So I'm trying to determine if a number is prime using only one predicate. I don't really understand why every number is being declared false here.
is_prime(2).
is_prime(X) :-
X > 2, %0 and 1 aren't primes, 2 is dealt with above
1 is mod(X,2), %number is odd
N is floor(X/2), %I want to only divide X from 1 to X/2
forall( between(1,N,Z), mod(X,Z) > 0 ). %This should do X mod 1:X/2
The reason your code don't work is the start value of between/3: It should start with 2 (not 1), since X mod 1 is always 0.
A very straight-forward solution uses CLP(FD) constraints to express the desired properties.
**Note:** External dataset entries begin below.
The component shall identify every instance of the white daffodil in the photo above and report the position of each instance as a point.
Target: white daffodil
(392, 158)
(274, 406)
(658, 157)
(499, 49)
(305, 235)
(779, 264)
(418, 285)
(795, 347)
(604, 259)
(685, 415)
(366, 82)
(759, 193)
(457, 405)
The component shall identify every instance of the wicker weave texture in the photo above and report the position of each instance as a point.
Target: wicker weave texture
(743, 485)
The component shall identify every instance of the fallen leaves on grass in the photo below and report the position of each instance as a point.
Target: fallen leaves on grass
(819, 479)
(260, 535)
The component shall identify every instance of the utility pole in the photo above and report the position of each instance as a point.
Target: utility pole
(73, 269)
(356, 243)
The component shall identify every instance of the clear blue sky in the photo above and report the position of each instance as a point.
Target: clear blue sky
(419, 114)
We start with a simpler predicate, which is true iff the number is composite:
is_composite(N) :-
N #= A*B,
[A,B] ins 2..sup.
The exact usage details for CLP(FD) constraints differ slightly between Prolog systems. With at most small modifications, you will be able to run the above in all most widely used systems.
Because:
A prime number is an integer greater than 1 that is not composite.
Here are a few examples:
?- length([_,_|_], P), \+ is_composite(P). P = 2 ; P = 3 ; P = 5 ; P = 7 ; P = 11 ; P = 13 ; P = 17 ; P = 19 ; P = 23 ; P = 29 ; etc.
In general, it is good practice to use CLP(FD) constraints when reasoning over integers in Prolog.